Intensity: The energy level of a response whether positive or negative. Does the child show pleasure or upset strongly and dramatically? Or does the child just get quiet when upset? Intense children are more likely to have their needs met and may have depth and delight of emotion rarely experienced by others. These children may be gifted in dramatic arts. Intense children tend to be exhausting to live with.

Regularity: The trait refers to the predictability of biological functions like appetite and sleep. Does the child get hungry or tired at predictable times? Or, is the child unpredictable in terms of hunger and tiredness? As grown-ups irregular individuals may do better than others with traveling as well as be likely to adapt to careers with unusual working hours.
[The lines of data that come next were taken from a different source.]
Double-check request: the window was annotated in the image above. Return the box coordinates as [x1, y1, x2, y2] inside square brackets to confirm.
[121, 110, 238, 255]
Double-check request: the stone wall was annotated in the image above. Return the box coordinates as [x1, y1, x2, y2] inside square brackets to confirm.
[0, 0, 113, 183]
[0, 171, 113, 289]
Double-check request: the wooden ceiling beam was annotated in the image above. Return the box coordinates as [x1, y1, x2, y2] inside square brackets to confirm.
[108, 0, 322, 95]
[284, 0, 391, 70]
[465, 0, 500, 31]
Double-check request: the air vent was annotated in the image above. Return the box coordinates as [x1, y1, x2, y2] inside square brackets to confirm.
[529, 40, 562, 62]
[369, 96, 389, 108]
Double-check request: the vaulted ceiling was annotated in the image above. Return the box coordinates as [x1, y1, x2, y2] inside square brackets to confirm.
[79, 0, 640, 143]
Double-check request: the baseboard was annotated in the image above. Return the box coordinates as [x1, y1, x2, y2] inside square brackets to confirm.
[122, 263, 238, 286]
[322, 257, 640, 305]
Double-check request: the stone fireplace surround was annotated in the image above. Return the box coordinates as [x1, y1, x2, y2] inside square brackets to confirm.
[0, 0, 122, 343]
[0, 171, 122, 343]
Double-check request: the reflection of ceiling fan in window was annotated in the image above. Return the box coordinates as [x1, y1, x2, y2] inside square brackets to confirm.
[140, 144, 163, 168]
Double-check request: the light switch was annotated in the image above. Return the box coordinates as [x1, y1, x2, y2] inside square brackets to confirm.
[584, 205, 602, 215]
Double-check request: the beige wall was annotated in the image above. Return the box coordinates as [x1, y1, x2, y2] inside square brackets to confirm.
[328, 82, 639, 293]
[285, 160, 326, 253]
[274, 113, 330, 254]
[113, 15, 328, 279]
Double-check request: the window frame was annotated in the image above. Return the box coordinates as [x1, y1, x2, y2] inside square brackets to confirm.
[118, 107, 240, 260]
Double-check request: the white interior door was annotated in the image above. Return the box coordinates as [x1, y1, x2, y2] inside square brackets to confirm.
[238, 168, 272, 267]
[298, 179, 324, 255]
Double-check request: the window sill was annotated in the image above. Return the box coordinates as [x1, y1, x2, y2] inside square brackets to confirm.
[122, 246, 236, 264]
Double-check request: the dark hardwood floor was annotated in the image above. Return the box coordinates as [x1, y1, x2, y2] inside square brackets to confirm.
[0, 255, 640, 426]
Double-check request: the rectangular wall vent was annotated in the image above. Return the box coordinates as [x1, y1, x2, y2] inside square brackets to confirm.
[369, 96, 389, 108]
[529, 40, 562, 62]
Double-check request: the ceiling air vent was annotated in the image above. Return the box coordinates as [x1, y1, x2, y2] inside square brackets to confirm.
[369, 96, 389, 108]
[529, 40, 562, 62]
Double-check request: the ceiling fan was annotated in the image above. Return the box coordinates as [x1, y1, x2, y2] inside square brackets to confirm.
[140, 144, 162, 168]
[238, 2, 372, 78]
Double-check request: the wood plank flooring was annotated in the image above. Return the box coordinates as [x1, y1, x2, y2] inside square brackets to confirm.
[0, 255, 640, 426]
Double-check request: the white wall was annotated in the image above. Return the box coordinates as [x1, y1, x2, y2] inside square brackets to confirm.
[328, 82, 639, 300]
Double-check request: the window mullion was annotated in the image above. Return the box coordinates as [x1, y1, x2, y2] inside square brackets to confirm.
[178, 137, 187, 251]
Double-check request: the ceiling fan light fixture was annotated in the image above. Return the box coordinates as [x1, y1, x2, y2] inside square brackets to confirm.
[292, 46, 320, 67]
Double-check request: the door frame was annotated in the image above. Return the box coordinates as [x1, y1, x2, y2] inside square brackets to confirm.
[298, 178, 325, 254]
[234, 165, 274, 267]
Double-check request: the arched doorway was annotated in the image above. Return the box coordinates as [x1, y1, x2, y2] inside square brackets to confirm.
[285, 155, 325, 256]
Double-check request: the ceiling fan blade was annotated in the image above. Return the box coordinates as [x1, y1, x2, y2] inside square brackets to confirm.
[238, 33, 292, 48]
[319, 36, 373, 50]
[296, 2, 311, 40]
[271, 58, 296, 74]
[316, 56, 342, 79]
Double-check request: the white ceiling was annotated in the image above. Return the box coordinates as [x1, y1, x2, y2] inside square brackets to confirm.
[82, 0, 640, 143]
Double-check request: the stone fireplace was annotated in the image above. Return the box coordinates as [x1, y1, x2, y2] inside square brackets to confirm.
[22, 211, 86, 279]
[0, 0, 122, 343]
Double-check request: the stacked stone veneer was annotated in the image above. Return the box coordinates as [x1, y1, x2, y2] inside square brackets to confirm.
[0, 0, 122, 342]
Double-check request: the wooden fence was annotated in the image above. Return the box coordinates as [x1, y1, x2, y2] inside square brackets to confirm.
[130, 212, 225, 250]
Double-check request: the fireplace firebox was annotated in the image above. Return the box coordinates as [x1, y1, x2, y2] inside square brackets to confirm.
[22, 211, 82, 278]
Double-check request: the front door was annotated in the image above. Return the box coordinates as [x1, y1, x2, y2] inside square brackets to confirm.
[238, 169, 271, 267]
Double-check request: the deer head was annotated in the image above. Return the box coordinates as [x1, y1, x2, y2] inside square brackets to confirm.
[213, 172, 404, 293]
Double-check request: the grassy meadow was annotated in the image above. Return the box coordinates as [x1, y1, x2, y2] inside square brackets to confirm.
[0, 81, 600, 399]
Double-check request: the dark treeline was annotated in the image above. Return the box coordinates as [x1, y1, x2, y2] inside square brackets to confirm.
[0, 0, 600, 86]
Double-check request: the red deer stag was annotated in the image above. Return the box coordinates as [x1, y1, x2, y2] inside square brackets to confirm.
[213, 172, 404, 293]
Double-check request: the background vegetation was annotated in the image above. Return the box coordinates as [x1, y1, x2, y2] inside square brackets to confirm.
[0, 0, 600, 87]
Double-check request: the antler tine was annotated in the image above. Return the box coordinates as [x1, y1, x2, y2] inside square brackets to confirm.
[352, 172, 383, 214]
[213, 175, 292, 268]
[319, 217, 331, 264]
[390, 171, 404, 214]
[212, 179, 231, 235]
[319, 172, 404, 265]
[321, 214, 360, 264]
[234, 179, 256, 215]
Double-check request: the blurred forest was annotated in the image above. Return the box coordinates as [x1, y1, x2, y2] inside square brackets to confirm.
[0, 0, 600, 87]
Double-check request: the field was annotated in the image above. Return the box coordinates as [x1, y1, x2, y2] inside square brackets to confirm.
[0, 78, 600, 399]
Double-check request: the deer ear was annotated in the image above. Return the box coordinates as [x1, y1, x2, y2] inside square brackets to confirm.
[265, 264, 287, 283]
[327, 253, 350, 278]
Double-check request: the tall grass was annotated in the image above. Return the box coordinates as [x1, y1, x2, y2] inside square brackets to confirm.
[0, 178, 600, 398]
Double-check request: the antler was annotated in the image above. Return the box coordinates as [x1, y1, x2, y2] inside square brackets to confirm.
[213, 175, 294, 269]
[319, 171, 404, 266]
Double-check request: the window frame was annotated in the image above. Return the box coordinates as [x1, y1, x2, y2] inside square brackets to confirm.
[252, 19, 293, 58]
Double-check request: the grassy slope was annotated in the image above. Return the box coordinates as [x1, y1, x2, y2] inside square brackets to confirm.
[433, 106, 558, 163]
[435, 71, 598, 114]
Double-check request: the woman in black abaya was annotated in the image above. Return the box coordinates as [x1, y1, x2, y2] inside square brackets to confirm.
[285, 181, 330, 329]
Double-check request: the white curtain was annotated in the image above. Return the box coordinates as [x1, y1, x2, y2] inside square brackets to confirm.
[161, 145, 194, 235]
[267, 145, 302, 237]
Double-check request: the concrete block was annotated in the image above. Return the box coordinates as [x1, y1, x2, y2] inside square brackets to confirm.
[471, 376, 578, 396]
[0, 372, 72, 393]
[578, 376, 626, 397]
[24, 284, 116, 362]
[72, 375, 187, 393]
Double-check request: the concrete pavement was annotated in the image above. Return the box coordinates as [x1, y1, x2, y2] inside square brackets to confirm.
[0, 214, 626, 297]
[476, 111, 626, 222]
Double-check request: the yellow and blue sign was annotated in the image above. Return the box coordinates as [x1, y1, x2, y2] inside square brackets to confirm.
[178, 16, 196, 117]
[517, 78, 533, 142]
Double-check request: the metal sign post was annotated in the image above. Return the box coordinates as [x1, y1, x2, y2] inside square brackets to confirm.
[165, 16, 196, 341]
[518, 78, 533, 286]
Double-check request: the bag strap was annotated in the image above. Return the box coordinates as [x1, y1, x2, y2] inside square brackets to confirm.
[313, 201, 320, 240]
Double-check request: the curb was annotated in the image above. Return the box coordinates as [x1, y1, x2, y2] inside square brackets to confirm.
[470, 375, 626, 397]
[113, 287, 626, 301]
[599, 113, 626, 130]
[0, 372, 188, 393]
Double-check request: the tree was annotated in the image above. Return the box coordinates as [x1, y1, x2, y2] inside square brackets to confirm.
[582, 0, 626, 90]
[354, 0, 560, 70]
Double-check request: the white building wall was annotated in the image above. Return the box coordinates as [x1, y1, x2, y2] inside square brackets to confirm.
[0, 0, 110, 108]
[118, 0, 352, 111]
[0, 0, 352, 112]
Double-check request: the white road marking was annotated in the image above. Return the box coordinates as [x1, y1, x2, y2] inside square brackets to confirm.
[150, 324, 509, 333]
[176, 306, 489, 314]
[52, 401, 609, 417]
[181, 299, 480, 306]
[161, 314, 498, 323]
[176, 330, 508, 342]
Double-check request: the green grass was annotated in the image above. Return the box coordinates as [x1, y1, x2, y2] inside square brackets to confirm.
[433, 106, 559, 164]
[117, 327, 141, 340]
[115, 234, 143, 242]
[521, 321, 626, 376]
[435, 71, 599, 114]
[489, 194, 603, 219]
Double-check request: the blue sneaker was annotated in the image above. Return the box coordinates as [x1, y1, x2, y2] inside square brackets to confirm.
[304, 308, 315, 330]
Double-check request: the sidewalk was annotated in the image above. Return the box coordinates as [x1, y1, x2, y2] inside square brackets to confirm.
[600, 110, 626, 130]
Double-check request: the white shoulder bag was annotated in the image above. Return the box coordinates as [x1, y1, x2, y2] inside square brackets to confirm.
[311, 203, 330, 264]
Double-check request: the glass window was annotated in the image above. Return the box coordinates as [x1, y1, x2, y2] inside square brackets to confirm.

Sensory Threshold: Related to how sensitive this child is to physical stimuli. It is the amount of stimulation (sounds, tastes, touch, temperature changes) needed to produce a response in the child. Does the child react positively or negatively to particular sounds? Does the child startle easily to sounds? Is the child a picky eater or will he eat almost anything? Does the child respond positively or negatively to the feel of clothing? Highly sensitive individuals are more likely to be artistic and creative.

Approach/Withdrawal: Refers to the child's characteristic response to a new situation or strangers. Does the child eagerly approach new situations or people? Or does the child seem hesitant and resistant when faced with new situations, people or things? Slow-to-warm up children tend to think before they act. They are less likely to act impulsively during adolescence.

Needless to say, my son falls high in every one of these categories. But does that make him a “bad” child? Not at all. In fact, if you channel these traits in positive directions, you can help a child reach even more than their potential. And these temperamental traits are not only helpful for teachers. Parents can use the same information to help see their children as the individuals their children are and channel their attributes appropriately.

I feel that both teachers and parents need to work together when a child has high needs in each of these temperamental traits. It CAN be done. But both sides must be willing to work together for the sake of the child! Ignoring or demeaning a child with high temperamental traits just leads to a combustible situation, as my Facebook friend relayed. Wouldn’t it be far easier and less stressful to use these traits and apply them to the children teachers are working with, so that a positive outcome or resolution of a problem can be quietly resolved?

Is this really too much to ask of a teacher?
Is this really too much to ask of us all?